Francesco Amoroso per TRISTE©
Mentre le note del “primo” album (che poi non è il primo album, ma una raccolto di due e.p. precedentemente usciti) dei Flowertown risonano ancora nelle mie orecchie, Kevin Linn, l’appassionato e cortesissimo patron della Paisley Shirt records mi annuncia, a sorpresa, che è già pronto e in rampa di lancio un nuovo lavoro di Mike Ramos (Tony Jay) e Karina Gill (Cindy). Anzi, mi dice, Time Trials il vero e proprio esordio sulla lunga distanza del duo di San Francisco sarà il primo vinile dell’etichetta votata alla produzione di sole cassette e sarà disponibile da metà agosto.
Come spesso accade in questi casi, la notizia mi rallegra, ma mi mette anche un po’ di ansia: non mi sento ancora pronto per lasciarmi alle spalle Flowertown e per passare al nuovo materiale. Sono ancora troppo emotivamente coinvolto da canzoni come The Rope, Icehouse 1375 o The Lake. Non sono convinto che le nuove esili e schive composizioni dei Flowertown riescano a compiere il piccolo miracolo di quelle che le hanno precedute a distanza così ravvicinata.

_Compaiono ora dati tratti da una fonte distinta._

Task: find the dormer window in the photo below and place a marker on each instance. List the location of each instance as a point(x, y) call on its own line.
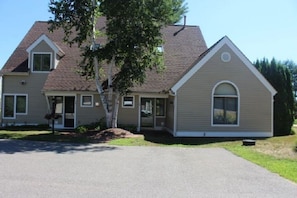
point(41, 62)
point(43, 55)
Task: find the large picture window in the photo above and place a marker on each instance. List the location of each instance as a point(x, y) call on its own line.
point(225, 105)
point(14, 105)
point(41, 62)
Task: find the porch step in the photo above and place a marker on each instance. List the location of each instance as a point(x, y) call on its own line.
point(248, 142)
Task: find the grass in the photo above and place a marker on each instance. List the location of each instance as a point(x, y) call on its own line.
point(42, 136)
point(277, 154)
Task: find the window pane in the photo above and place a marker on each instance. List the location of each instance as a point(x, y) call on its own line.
point(46, 61)
point(218, 111)
point(87, 100)
point(225, 89)
point(41, 62)
point(20, 104)
point(37, 62)
point(160, 107)
point(128, 101)
point(9, 106)
point(231, 110)
point(225, 110)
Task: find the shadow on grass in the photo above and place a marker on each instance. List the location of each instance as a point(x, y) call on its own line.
point(48, 142)
point(163, 137)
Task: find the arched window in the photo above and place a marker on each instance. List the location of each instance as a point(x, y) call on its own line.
point(225, 104)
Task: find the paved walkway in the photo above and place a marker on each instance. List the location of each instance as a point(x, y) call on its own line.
point(40, 169)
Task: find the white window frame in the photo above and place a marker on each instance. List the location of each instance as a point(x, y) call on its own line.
point(225, 96)
point(92, 101)
point(32, 62)
point(14, 103)
point(165, 106)
point(123, 101)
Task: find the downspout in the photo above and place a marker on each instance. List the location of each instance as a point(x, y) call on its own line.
point(1, 97)
point(174, 112)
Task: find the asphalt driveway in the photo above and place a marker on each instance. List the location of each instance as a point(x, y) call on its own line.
point(41, 169)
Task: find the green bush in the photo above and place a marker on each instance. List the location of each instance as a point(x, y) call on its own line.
point(81, 129)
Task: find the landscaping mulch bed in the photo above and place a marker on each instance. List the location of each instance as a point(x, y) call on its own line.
point(101, 136)
point(109, 134)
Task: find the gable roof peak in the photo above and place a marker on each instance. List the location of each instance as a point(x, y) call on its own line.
point(48, 41)
point(209, 53)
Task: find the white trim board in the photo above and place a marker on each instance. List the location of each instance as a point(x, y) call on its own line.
point(224, 41)
point(222, 134)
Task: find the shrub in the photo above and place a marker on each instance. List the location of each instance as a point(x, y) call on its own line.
point(81, 129)
point(128, 127)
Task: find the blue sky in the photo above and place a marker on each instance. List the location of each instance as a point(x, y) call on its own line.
point(259, 28)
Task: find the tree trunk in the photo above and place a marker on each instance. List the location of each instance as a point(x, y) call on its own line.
point(116, 110)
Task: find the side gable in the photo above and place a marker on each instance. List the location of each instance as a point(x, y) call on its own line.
point(200, 62)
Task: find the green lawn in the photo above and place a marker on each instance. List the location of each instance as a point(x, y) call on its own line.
point(277, 154)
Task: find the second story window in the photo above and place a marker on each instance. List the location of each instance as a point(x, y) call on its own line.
point(41, 62)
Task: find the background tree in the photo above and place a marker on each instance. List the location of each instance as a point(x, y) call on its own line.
point(133, 31)
point(280, 78)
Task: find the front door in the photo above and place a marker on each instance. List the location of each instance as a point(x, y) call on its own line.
point(147, 114)
point(69, 111)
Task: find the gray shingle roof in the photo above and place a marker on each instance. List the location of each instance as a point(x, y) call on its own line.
point(182, 47)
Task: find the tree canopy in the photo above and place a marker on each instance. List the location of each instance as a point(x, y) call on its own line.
point(280, 78)
point(133, 31)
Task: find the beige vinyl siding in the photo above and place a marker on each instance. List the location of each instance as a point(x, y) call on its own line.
point(129, 115)
point(194, 98)
point(170, 113)
point(37, 107)
point(87, 115)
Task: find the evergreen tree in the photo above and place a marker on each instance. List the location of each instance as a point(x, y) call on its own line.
point(280, 78)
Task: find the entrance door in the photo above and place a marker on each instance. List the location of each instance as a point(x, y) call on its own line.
point(69, 111)
point(147, 114)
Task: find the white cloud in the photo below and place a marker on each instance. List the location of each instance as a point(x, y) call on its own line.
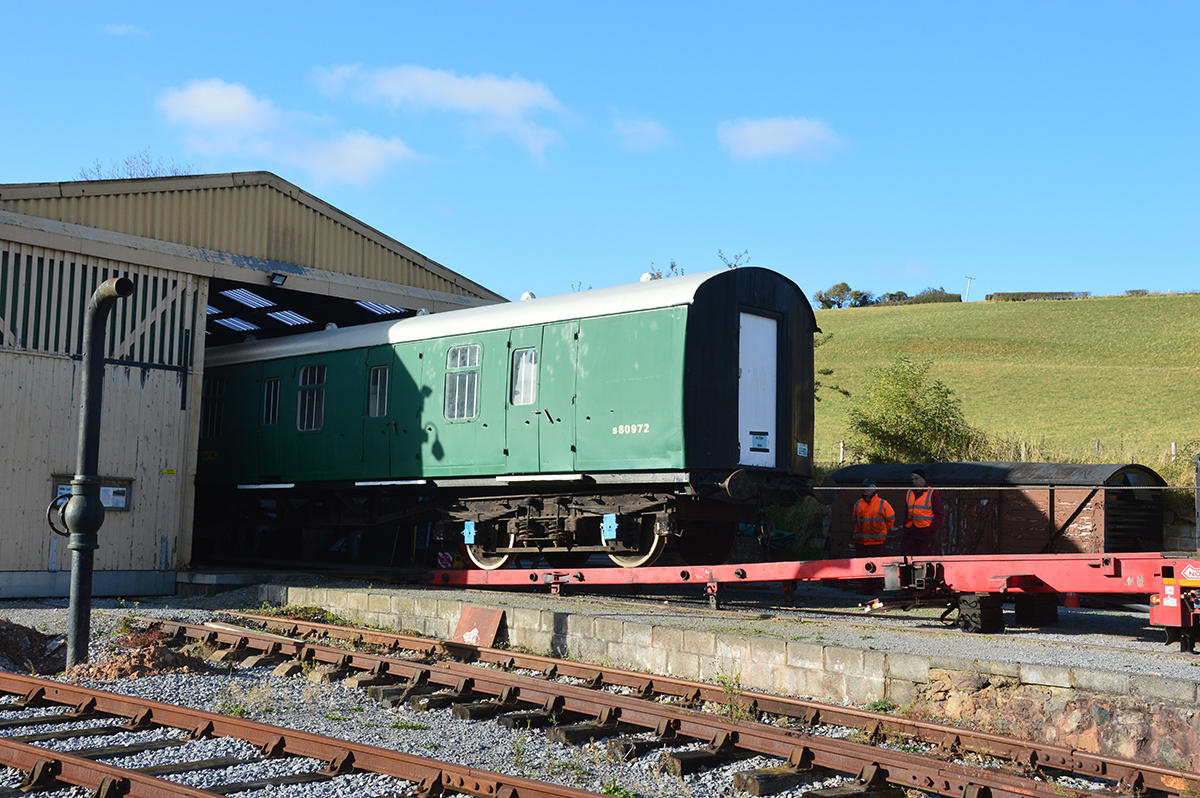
point(502, 106)
point(772, 138)
point(641, 135)
point(215, 103)
point(355, 157)
point(121, 30)
point(221, 119)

Il sole di Agosto picchia forte e il caldo si sopporta a fatica, quando nella casella di posta elettronica mi arriva Time Trials ed io continuo a essere indeciso sul da farsi.

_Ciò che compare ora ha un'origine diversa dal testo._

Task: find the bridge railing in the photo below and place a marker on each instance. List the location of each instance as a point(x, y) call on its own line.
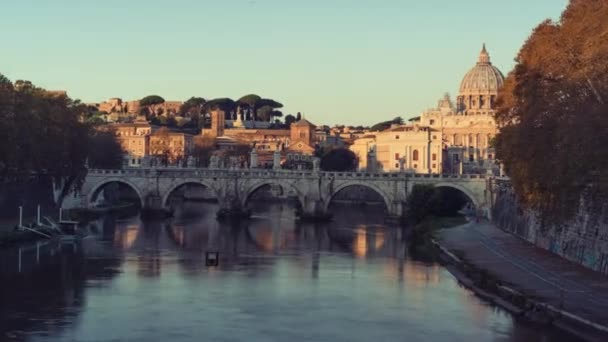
point(198, 172)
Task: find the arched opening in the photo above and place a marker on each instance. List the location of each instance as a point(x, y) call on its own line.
point(358, 204)
point(451, 201)
point(191, 199)
point(115, 194)
point(273, 200)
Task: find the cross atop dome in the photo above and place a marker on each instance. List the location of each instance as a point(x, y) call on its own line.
point(484, 56)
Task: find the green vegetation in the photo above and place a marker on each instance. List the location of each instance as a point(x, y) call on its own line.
point(339, 159)
point(43, 134)
point(552, 113)
point(151, 100)
point(426, 201)
point(289, 119)
point(381, 126)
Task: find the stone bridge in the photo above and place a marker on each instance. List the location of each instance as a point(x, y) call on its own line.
point(313, 189)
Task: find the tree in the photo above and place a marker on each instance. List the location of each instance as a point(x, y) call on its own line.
point(289, 119)
point(251, 103)
point(104, 149)
point(42, 135)
point(381, 126)
point(265, 113)
point(266, 107)
point(554, 103)
point(419, 203)
point(339, 159)
point(193, 108)
point(151, 100)
point(224, 103)
point(204, 148)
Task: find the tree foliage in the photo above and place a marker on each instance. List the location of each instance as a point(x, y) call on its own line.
point(553, 112)
point(151, 100)
point(381, 126)
point(289, 119)
point(339, 159)
point(104, 150)
point(426, 200)
point(193, 107)
point(224, 103)
point(42, 134)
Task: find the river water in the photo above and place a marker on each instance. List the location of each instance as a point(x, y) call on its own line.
point(350, 280)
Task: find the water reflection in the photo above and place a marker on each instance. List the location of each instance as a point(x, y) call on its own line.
point(349, 280)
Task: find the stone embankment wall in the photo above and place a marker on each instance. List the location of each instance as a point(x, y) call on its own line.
point(583, 239)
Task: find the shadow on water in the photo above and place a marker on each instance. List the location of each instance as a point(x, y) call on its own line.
point(353, 279)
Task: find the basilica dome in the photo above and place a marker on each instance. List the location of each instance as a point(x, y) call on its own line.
point(483, 79)
point(479, 87)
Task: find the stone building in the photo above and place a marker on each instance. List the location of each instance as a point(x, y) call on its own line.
point(134, 139)
point(302, 138)
point(140, 140)
point(448, 138)
point(174, 147)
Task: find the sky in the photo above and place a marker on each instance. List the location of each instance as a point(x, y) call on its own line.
point(353, 62)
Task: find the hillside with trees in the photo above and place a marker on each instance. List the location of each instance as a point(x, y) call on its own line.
point(45, 134)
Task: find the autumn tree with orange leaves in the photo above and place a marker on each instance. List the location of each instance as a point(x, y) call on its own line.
point(553, 113)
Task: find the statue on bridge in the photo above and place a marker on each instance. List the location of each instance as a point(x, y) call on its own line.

Alla fine (come sempre) prevale la curiosità.
E’ chiaro, fin dalle prime note che, pur non tradendo assolutamente l’etica Lo-Fi delle precedenti composizioni, Time Trials sia un deciso passo avanti, sia in termini di composizione che di produzione e capacità melodica.
Le cadenze molto compassate degli e.p. precedenti, sono in Time Trials affiancate se non, a tratti, superate da un afflato sognante che, senza, conferire alle canzoni eccessiva luminosità, le avvolgono in quella bruma che pare (ma sarebbe bello verificarlo di persona, prima o poi) ammanti San Francisco e la Bay Area alle prime luci del mattino.

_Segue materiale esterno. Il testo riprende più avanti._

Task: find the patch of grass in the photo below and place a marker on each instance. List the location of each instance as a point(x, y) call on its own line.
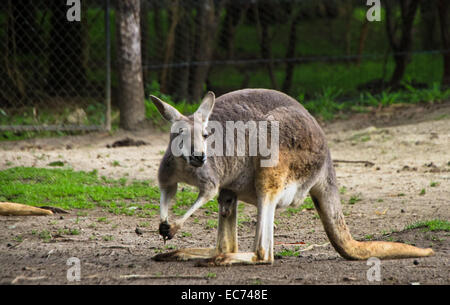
point(45, 235)
point(70, 189)
point(431, 225)
point(211, 224)
point(307, 205)
point(108, 238)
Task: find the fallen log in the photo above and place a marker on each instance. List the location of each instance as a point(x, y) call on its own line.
point(17, 209)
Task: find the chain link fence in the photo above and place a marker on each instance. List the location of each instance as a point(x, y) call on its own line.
point(52, 70)
point(54, 74)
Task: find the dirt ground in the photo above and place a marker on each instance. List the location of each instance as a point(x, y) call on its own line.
point(409, 146)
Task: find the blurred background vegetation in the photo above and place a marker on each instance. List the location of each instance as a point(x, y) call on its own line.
point(324, 53)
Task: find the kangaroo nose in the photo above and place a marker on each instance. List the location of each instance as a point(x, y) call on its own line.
point(197, 160)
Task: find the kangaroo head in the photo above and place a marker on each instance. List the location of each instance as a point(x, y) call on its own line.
point(188, 134)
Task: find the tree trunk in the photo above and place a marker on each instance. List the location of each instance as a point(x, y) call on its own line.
point(290, 53)
point(206, 28)
point(129, 64)
point(429, 20)
point(445, 36)
point(67, 71)
point(235, 13)
point(401, 47)
point(263, 29)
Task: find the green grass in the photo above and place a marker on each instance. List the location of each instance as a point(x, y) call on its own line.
point(69, 189)
point(307, 205)
point(354, 199)
point(431, 225)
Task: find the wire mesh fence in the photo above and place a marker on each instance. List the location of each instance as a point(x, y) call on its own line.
point(54, 73)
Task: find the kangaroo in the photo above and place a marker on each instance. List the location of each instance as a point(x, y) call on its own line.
point(304, 166)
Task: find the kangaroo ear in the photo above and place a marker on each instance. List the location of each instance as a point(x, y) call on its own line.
point(206, 107)
point(168, 112)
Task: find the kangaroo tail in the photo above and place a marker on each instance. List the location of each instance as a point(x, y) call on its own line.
point(325, 196)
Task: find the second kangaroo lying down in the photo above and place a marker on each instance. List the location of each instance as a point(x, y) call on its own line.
point(304, 166)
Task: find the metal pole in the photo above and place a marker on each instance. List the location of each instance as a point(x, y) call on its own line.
point(108, 67)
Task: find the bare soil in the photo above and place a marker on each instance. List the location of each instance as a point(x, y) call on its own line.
point(409, 146)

La title track, che apre il breve lavoro composto da dieci brani per poco più di 28 minuti di durata, è costruita su chitarre che non sarebbe azzardato definire dream pop e un groove inaspettatamente deciso e se già The Way Back riporta alle deliberate lentezze dell’esordio, con i suoi fruscii e la registrazione casalinga, gli arrangiamenti sono evidentemente più accurati e studiati (la armonica (?) sullo sfondo di Worm Cafe, per esempio) e mostrano come sia ancora possibile, anche nel 2021, scrivere canzoni che, pur portando incise a caratteri cubitali le influenze dei Velvet Underground, così come dell’indie pop di matrice anglosassone, siano originali e godibilissime.
Se i suoni di Flowertown erano ruvidi e casalinghi (eppure, anche per questo, così terribilmente affascinanti), Time Trials riesce a mantenere la stessa attitudine e lo stesso fascino polveroso, senza replicare gli stessi accorgimenti (che sarebbero potuti sembrare artificiosi).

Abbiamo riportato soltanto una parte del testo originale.